Я катала во рту драгоценную красную рыбу, а слезы уже текли, текли пошло, подло и жутко, текли по подбородку, по шее, за воротник самодельного, мама ночами шила, черного, как у монашенки, платья.

- Миша, - сказала тетя Люба властно, надменно и тонко, опасливо поджала крупные, пухлые губы, - у нас ведь есть этот парижский знакомый? Ну, пианист? Ну, этот, тезка твой? Михаил? Ну, Васильчиков?

Дядя Миша поднес к носу ломоть красной рыбы и втянул рыбий дух ноздрями.

- Ну и что?

- У него бабка в Москве живет.

- Ну и что?

- Ну, княжна! Нет! Княгиня! Княгиня Васильчикова! Екатерина Петровна!

- Ну и что?

Дядя Миша отправил кус рыбы в рот. Хоть он был и старый, а у него еще было много зубов, как у молодого. Он мощно жевал рыбу и постанывал от наслаждения.

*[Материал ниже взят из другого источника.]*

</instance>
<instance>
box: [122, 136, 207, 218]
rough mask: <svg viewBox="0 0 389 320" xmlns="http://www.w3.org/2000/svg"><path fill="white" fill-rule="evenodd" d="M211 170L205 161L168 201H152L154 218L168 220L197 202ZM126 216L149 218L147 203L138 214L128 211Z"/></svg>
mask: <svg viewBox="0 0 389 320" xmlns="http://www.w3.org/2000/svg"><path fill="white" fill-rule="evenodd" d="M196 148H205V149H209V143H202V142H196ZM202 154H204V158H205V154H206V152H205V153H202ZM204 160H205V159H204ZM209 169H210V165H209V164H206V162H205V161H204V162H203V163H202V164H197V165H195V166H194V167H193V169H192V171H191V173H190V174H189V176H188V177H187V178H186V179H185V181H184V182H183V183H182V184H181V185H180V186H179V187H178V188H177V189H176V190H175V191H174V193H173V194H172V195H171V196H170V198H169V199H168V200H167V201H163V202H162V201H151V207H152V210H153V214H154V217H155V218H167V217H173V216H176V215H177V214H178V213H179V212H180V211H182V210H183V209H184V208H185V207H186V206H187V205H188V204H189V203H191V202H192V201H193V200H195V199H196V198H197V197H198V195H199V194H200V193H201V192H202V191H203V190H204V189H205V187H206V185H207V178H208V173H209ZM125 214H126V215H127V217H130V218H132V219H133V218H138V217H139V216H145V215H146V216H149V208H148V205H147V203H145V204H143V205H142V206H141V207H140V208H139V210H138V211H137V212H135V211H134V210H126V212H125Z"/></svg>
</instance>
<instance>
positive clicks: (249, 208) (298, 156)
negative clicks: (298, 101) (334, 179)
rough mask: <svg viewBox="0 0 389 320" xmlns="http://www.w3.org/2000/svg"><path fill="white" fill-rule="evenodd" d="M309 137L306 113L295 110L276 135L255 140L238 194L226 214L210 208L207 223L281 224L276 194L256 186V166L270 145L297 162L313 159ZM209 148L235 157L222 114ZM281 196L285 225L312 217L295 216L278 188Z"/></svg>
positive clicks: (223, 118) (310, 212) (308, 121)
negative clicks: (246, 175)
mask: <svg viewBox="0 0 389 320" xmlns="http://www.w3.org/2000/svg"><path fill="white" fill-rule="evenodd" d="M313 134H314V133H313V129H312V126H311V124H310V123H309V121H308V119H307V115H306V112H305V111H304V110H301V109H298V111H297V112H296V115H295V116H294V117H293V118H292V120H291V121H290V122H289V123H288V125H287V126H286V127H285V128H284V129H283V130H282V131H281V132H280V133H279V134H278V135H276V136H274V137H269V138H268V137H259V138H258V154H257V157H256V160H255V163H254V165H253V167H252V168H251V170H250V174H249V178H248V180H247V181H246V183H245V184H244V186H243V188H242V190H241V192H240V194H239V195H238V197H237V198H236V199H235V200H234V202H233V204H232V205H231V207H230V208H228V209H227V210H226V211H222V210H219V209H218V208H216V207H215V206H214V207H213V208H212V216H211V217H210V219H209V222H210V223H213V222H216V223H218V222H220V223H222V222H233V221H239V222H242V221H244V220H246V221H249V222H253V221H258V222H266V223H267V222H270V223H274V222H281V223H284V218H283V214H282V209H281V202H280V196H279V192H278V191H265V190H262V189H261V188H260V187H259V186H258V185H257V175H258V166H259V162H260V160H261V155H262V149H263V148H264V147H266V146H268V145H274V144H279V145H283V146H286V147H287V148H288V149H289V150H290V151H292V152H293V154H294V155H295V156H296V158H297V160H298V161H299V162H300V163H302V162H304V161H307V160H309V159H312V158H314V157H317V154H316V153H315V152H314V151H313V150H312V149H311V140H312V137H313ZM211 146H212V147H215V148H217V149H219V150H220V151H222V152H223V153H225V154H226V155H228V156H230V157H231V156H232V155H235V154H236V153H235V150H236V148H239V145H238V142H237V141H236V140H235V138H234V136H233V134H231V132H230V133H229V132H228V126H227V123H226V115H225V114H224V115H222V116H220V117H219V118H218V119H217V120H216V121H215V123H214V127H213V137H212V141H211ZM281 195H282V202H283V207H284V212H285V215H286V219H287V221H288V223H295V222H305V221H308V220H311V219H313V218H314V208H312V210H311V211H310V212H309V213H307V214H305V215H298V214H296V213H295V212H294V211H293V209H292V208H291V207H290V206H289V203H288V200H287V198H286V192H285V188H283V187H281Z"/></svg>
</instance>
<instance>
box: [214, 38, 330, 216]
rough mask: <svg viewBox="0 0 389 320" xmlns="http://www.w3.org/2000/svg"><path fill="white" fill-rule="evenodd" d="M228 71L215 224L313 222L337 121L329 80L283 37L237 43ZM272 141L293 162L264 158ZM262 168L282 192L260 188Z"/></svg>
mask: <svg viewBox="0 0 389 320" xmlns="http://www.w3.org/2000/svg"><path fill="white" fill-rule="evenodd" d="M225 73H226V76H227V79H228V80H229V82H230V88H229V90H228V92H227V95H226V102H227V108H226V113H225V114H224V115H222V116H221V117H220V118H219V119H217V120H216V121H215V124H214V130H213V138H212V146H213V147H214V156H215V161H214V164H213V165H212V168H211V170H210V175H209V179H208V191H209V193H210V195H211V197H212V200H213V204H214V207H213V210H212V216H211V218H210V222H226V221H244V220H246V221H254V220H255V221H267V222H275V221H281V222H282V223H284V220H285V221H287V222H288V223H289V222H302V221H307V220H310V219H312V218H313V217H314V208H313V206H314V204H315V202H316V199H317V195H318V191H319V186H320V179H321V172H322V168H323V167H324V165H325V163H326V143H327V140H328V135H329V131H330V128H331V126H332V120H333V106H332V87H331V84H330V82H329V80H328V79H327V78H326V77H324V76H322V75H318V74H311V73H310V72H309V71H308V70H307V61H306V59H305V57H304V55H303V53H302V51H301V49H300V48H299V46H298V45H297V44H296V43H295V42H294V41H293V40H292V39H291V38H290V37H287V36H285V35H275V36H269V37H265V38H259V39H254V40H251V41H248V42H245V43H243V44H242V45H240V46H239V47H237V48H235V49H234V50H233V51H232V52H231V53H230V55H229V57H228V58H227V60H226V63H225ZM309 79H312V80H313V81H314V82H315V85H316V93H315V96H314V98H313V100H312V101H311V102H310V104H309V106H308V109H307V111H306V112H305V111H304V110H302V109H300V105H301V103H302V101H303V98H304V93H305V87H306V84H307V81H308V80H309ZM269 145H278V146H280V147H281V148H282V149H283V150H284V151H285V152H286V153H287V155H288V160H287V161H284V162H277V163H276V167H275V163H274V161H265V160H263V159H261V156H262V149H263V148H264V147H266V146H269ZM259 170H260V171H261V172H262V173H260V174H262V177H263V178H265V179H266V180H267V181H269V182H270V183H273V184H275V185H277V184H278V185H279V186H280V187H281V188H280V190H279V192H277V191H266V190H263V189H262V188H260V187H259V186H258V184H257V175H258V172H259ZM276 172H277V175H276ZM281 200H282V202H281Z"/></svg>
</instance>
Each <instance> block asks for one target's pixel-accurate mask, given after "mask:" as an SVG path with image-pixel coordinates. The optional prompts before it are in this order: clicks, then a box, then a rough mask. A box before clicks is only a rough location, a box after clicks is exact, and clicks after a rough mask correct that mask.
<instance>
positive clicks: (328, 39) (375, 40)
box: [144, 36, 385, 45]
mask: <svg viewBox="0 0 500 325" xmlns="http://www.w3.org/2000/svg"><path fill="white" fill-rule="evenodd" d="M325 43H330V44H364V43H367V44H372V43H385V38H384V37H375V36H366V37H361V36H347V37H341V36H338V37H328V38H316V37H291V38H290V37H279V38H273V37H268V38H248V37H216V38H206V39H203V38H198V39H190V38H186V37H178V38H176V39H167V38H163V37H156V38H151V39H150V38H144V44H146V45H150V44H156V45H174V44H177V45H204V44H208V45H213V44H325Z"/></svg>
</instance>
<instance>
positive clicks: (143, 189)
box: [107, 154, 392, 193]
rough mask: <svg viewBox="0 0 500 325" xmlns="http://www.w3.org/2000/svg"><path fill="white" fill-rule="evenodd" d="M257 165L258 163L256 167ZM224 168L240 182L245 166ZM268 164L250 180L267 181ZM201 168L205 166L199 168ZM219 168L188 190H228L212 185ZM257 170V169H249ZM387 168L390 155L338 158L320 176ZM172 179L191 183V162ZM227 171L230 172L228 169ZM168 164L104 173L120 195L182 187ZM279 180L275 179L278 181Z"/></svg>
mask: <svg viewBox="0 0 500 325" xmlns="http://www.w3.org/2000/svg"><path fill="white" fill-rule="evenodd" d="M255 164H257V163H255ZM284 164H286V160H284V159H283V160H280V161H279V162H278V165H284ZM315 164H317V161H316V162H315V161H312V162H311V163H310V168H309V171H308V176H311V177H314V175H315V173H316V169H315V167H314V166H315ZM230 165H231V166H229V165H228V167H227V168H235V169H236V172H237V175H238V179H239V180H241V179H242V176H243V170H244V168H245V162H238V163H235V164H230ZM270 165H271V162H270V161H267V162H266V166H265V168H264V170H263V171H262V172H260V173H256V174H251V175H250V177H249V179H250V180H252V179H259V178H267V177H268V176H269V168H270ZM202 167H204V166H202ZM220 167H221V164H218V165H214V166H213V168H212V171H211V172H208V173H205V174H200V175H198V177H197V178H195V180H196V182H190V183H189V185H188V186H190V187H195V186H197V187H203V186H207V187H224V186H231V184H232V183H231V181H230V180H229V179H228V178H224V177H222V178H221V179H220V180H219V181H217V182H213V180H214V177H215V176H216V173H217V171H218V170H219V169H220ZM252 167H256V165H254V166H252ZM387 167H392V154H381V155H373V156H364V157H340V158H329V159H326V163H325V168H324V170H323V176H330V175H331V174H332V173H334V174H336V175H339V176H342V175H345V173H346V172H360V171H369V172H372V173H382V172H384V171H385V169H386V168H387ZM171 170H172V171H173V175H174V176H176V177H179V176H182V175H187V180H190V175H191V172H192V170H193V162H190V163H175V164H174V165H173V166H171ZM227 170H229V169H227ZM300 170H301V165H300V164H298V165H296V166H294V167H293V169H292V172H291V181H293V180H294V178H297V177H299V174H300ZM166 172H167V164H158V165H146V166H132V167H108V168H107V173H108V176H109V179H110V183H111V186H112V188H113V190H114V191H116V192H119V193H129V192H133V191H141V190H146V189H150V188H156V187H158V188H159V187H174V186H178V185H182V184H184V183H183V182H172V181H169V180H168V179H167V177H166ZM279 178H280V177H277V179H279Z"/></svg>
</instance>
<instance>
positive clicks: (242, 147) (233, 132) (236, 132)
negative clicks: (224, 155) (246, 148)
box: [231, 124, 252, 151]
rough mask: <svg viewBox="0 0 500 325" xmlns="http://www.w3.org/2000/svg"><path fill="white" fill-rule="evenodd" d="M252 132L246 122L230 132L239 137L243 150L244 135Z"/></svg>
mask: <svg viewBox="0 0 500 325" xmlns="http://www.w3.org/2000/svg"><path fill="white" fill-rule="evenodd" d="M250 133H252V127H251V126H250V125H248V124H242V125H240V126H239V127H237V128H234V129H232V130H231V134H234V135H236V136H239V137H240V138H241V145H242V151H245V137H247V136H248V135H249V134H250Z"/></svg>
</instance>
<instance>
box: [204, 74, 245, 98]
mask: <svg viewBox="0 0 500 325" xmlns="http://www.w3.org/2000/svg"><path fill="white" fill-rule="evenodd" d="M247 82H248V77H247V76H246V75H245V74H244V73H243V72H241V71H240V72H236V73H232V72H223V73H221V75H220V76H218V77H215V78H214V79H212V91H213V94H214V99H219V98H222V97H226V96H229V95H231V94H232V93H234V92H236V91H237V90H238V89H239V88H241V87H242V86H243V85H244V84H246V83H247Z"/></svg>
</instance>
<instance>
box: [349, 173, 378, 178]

- Миша, - строго продолжала тетя Люба, положив руку на прокопченную крышку чайника, сто лет не чищенного, - Мишенька, ну как ты не сообразишь! Они же искали компаньонку для Екатерины Петровны! Ну, для этой старухи! Она такая древняя, ей почти сто лет… или даже уже за сто перевалило!.. и им нужно, парижской родне, чтоб за нею кто-то в Москве присматривал! Вот мы, - тетя Люба выбросила в мою сторону полную белую руку, как белый хищный цветок, высунувшуюся из атласно-скользкого, обшитого несвежим кружевом рукава халата, - им Леночку и сосватаем!

- А-а-а-а! - завопил дядя Миша и снова схватил в руку тесак. - А-а-а-а-а! Понял! Все понял! Ну, Муха, тебе повезло как никому! Будешь у нас… ах, княжной! Ха-а-а-а! Любонька, чай-то чаем, а что к ужину будет посущественней?

Тетя Люба выжидательно уставилась на меня. Она думала, я достану что-нибудь к чаю из ободранной холщовой сумки, валявшейся на полу близ дивана.

Но я ничего не достала.

И тогда тетя Люба, злобно и шумно вздохнув, вытащила большую миску и стала в ней валять полоумное месиво "Гостя на пороге".

А после ужина, за которым мне тетя Люба и Верочка напряженно смотрели в жующий рот, и после чашки чая с розеткой белого весьегонского меда, проглоченного мигом, как преступная улика, я на раздолбанном, беззубом, заброшенном, пыльном, словно заколоченная старая дача где-нибудь в зимнем Звенигороде или зимней Малаховке, черном как сажа пианино "Красный Октябрь" играла Верочке и тете Любе Первую балладу Фредерика Шопена соль минор. А потом Этюд-картину Сергея Рахманинова ми-бемоль минор. А потом, по просьбе публики еще и "Лунную сонату" Людвига ван Бетховена, до-диез минор, но только первую часть, вторую и третью не стала, боялась, консерваторка вчерашняя, позорно запнуться пальцами через бедные, пыльные клавиши. И думала с тайным ужасом: а у княгини Васильчиковой дома пианино есть?